The Becke line method refines the estimate. When viewed under a microscope at low power, a bright halo of light — the Becke line — appears at the boundary of the stone and the liquid. As the focus of the microscope is raised, the Becke line moves toward the medium of higher refractive index. By raising and lowering the focus, the examiner determines whether the stone or the liquid has the higher RI and refines the estimate accordingly.

Common liquids and ranges

Standard sets supplied by Cargille and other manufacturers include calibrated liquids spanning roughly 1.40 to 1.80 in steps of 0.01. Common reference points include water (1.33), petrol (1.43), clove oil (1.535), bromoform (1.59), methylene iodide (1.74), and methylene iodide saturated with sulfur (1.79). The high-RI liquids are toxic and require careful handling under fume hood conditions; methylene iodide in particular is volatile and should not be left exposed to air or sunlight, which causes the liquid to discolour and drift in calibration.

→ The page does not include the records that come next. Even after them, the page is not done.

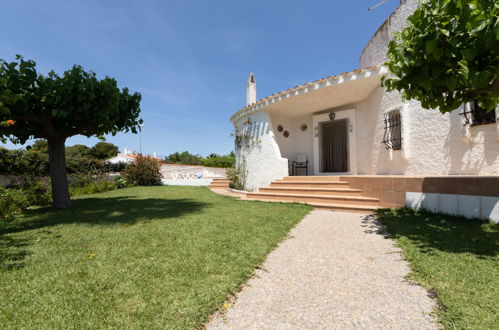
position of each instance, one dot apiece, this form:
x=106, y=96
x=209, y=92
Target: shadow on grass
x=12, y=252
x=99, y=211
x=103, y=211
x=430, y=231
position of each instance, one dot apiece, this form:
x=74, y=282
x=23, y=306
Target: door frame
x=348, y=114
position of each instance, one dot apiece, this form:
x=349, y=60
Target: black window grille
x=392, y=138
x=475, y=115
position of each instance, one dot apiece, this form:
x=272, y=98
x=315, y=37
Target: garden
x=139, y=257
x=456, y=259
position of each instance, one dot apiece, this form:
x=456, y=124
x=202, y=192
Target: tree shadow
x=433, y=231
x=12, y=252
x=104, y=211
x=98, y=211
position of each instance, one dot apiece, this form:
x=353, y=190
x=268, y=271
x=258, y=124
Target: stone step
x=357, y=208
x=320, y=178
x=310, y=184
x=313, y=191
x=219, y=185
x=340, y=199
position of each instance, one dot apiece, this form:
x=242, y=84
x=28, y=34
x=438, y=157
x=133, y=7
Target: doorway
x=333, y=145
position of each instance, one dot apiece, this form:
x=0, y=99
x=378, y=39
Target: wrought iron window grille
x=392, y=137
x=473, y=114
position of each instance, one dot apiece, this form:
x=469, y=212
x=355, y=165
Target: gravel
x=337, y=270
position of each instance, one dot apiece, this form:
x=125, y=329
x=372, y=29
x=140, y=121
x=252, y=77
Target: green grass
x=457, y=259
x=143, y=257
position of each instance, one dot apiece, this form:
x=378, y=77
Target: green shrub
x=236, y=178
x=93, y=188
x=120, y=182
x=143, y=171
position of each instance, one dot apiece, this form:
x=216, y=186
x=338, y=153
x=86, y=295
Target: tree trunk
x=58, y=177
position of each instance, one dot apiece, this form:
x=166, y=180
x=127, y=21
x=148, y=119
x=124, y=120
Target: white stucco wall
x=298, y=141
x=432, y=143
x=261, y=159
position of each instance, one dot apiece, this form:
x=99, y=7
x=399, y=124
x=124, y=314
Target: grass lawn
x=457, y=259
x=143, y=257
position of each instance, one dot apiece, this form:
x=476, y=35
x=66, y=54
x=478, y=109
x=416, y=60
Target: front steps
x=219, y=183
x=326, y=192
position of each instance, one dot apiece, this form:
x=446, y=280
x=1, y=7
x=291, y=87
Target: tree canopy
x=448, y=54
x=55, y=107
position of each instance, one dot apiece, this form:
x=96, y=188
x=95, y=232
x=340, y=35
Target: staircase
x=326, y=192
x=219, y=183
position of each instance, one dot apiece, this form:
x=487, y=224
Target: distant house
x=348, y=126
x=128, y=156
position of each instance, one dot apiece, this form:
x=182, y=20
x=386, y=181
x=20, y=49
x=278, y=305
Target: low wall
x=469, y=196
x=170, y=171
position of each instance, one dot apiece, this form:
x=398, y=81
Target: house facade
x=348, y=124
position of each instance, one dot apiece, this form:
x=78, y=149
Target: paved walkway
x=336, y=271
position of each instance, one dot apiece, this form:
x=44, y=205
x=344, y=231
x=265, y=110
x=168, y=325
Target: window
x=476, y=115
x=392, y=138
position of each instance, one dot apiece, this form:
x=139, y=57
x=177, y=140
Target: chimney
x=251, y=90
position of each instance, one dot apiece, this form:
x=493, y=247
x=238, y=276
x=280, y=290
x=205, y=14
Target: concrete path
x=336, y=271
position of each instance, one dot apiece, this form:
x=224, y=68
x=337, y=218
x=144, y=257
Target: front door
x=333, y=146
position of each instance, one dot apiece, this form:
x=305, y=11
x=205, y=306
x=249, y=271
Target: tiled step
x=313, y=191
x=345, y=207
x=340, y=199
x=326, y=178
x=309, y=184
x=357, y=208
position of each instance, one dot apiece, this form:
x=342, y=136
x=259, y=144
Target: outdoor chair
x=301, y=162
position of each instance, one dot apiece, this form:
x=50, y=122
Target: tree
x=104, y=150
x=54, y=107
x=448, y=55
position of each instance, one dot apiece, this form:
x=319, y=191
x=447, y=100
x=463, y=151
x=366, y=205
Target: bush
x=143, y=171
x=236, y=178
x=120, y=182
x=93, y=188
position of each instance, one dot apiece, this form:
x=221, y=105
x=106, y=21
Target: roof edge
x=306, y=88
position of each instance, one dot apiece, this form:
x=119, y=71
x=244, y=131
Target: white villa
x=347, y=128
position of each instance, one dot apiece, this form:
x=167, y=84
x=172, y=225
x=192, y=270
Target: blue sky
x=190, y=59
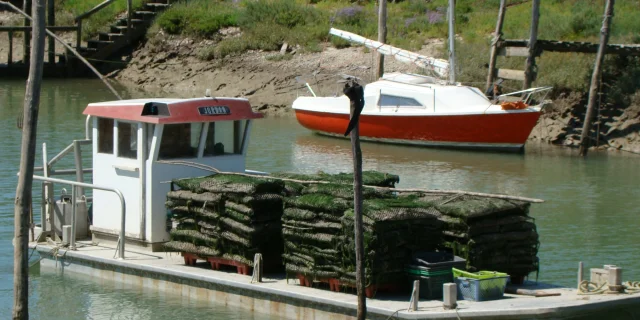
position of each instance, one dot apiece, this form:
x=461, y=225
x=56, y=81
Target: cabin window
x=387, y=100
x=180, y=141
x=224, y=137
x=150, y=132
x=105, y=135
x=127, y=140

Use in routine identification

For cabochons, the immersion method is often the only practical RI measurement available. The stone is placed in a small clear-glass dish of calibrated liquid and viewed against a printed text or graticule. A perfect or near-perfect match — the stone disappearing entirely against the printed background — gives the RI directly. A partial match brackets the value and is supplemented by Becke line observation. The same method works for rough material and for cut stones with damaged or non-flat tables that resist refractometer measurement.

For stones above the refractometer ceiling, immersion is the standard alternative. Diamond, demantoid, zircon, sphene, and synthetic moissanite all sit above the refractometer scale, and immersion in high-RI liquid combined with Becke line work gives serviceable identification. Modern laboratories increasingly supplement immersion with Raman spectroscopy and optical absorption analysis, but the immersion technique remains in routine use.

Calibration and care

RI liquids drift in calibration over time, particularly after light or heat exposure. Periodic re-checking against a refractometer or a stone of known RI is good practice. The high-RI liquids should be stored in tightly sealed bottles in a cool, dark place, and laboratories should treat the disposal of methylene iodide and saturated solutions as hazardous waste under local regulations.